O importante papel do irmão Igor em seu judô
Uma preparação que, em um primeiro olhar, teve início aos sete anos de idade, influenciada pelo irmão, Igor Sampaio, já praticante da modalidade. Mal sabia que não muito tempo depois, ele se tornaria seu treinador.
"Ele é meu treinador há onze anos, desde 2013. O meu judô praticamente é ele o responsável", recorda-se. Algo que se deu ao acaso, afinal Igor estudava na Polônia e foi convidado para ser um dos instrutores do clube local, a Sociedade Filarmônia Gualdim Pais. Em bom português, calhou de Patrícia ser parte da equipe treinada pelo irmão.
"Durante uma luta você está lá no tatame, olha para o lado, para o onde fica o treinador, e vê o seu irmão ali. É bom, dá confiança", afirma a judoca.
A convivência entre os dois nem sempre foi tranquila. Coisas entre irmãos, mas depois de um contato mais próximo, a situação melhorou: "Quando ele ficou o meu treinador, a nossa relação melhorou bastante. Começou a haver ali mais um fator de cumplicidade, de darmos felicidade um ao outro", confessa Patrícia.
Tal cumplicidade faz com que ela viva o judô em dobro. "No final de contas, é uma felicidade em dobro. Quer dizer, eu já estou feliz pelos meus resultados, o meu treinador também já está feliz por eles, mas ainda somos família então é tudo em dobro. É felicidade em dobro, é tristeza em dobro", complementa.
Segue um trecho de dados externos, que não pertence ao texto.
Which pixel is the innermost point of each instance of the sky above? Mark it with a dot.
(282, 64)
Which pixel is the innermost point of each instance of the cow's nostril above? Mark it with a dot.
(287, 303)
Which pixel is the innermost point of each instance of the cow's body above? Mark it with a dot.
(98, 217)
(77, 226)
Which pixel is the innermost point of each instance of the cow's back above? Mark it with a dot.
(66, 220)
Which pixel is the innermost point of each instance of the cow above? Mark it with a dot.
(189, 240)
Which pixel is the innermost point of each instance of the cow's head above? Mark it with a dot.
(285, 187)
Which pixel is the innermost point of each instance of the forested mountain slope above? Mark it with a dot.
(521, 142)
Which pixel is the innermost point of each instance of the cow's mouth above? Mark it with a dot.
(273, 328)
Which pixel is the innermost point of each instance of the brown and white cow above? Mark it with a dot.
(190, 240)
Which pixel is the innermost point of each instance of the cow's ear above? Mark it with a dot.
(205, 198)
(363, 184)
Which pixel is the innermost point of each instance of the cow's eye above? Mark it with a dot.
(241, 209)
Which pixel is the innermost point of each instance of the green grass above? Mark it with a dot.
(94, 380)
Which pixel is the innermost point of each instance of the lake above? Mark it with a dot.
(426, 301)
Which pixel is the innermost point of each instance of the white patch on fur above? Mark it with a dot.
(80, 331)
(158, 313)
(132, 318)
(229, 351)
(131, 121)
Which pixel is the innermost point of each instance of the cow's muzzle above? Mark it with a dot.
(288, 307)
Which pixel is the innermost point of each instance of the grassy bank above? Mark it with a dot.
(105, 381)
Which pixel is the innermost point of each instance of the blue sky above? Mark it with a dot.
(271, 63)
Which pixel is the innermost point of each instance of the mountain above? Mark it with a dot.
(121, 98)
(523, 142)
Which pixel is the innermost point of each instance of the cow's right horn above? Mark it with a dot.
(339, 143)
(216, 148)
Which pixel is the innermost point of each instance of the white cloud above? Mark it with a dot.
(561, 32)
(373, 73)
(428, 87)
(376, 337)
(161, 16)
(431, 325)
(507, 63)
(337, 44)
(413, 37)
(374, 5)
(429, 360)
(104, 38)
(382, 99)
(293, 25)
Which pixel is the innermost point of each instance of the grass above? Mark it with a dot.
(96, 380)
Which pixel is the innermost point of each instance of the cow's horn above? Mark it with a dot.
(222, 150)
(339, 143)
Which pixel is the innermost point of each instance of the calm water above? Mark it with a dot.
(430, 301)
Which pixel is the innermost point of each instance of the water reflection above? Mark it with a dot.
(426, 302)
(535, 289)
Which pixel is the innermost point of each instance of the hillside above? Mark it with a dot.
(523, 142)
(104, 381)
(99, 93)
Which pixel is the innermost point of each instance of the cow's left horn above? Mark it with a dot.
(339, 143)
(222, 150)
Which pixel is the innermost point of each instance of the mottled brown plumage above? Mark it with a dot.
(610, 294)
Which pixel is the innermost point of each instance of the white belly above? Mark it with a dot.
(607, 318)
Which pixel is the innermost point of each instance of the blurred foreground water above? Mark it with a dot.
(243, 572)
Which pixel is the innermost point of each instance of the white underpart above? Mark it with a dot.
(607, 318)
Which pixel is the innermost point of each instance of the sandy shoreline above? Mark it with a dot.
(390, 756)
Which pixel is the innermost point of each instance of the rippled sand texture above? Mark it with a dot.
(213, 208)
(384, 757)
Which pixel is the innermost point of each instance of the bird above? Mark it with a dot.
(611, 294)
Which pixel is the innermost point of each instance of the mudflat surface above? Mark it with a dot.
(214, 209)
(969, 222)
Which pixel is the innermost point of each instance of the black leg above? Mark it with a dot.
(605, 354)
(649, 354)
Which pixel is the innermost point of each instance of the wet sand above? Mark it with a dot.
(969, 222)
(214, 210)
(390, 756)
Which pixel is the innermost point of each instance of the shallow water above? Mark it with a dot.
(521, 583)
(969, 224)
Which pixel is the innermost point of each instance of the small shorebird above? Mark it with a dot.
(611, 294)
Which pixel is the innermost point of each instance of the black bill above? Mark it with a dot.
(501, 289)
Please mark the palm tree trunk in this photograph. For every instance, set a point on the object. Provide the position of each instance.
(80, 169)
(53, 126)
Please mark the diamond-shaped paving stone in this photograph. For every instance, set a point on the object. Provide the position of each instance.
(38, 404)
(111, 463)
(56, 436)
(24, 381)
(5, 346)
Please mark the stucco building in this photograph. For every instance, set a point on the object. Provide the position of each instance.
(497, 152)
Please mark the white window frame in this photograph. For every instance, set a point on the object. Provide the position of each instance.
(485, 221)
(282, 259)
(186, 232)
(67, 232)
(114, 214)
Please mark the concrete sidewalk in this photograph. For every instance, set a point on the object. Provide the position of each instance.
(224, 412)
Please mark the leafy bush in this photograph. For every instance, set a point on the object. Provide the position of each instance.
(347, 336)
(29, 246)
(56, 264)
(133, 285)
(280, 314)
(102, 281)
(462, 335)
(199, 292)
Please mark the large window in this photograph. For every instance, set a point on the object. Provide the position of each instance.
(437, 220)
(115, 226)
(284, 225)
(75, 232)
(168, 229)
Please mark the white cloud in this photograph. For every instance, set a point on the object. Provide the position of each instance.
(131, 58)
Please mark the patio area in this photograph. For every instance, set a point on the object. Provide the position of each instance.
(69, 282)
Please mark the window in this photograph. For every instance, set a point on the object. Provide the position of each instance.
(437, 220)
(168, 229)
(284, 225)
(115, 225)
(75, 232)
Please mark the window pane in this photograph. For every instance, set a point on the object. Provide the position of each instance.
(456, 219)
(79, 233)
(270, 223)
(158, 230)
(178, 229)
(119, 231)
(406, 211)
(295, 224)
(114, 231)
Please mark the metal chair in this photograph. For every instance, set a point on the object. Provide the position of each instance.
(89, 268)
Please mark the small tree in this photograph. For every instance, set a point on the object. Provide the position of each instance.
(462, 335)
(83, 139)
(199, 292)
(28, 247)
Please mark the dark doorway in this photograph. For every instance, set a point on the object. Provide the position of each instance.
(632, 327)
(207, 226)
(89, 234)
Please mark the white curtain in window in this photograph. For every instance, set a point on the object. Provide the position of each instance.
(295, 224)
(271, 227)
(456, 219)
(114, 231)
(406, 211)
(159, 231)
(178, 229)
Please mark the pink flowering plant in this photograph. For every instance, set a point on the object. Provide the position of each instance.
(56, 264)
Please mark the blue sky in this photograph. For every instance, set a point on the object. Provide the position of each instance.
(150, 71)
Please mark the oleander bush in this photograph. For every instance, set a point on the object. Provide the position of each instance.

Se a trajetória tem sido "em dobro" para Patrícia por conta da ligação com o irmão treinador, logo as alegrias pelos resultados em 2023, mais os sonhos em relação à segunda participação Olímpica, em Paris 2024, são partilhados. Ou melhor, duplicados.
Entretanto, para que isso fosse possível, a judoca lusa teve que trabalhar muito fora dos tatames a fim de chegar no seu melhor.
Histórico de lesões e o ponto de mudança: trabalhar a saúde mental
Patrícia não tardou para despontar no judô em nível nacional, enquanto cadete e juvenil, o que a levou para se integrar à seleção portuguesa. No entanto, convivia com frequentes lesões. "Sou uma pessoa que se lesiona muitas vezes", explica.
Antes de Tóquio, quebrou a perna, mas voltou em tempo de disputar os Jogos no Japão, só que aquém da sua forma. A última grande lesão foi em meados de 2022, no ombro, meses após sua primeira medalha na carreira em um Grand Slam - o bronze em Tel Aviv (Israel), em fevereiro.
Isso não só a prejudicava nos treinos e combates, mas fora deles também. "Eu geria muito mal as emoções e a frustração de ver os outros competindo e eu não", completa. "Eu geria muito mal toda essa situação", reforça Patrícia.
No entanto, a judoca procurou ajuda de uma psicóloga para saber lidar melhor com os altos e baixos, ou como ela mesma define: "De encontrar felicidade em um momento de infelicidade, que é o da lesão."
Ainda em 2022, enquanto recuperava-se da última mais séria, aproveitou o verão, foi a concertos - que antes não ia - e soube conduzir bem o que antes tirava-lhe o bem-estar. "Queria estar nos Jogos em Paris, mas não fiquei agarrada às preocupações. O que eu notei foi que, por exemplo, somos atletas, mas somos seres humanos e acontecem várias coisas na nossa vida", acrescenta.
Para além disso, trabalhar a saúde mental acabou por fazer com que ela desse um novo significado para o seu judô. "Sei que vou chegar no tatame e aquele vai ser o meu momento, o meu palco. É o lugar onde eu gosto de estar."
Para Patrícia, o judô passava a ser um propósito.
Férias no Brasil e a inesquecível temporada 2023
Entre os últimos dias de 2022 e os primeiros de 2023, a judoca aproveitou alguns poucos dias de folga no Brasil, em Santos. "Acho que até me ajudou, estava tão descontraída", lembra-se.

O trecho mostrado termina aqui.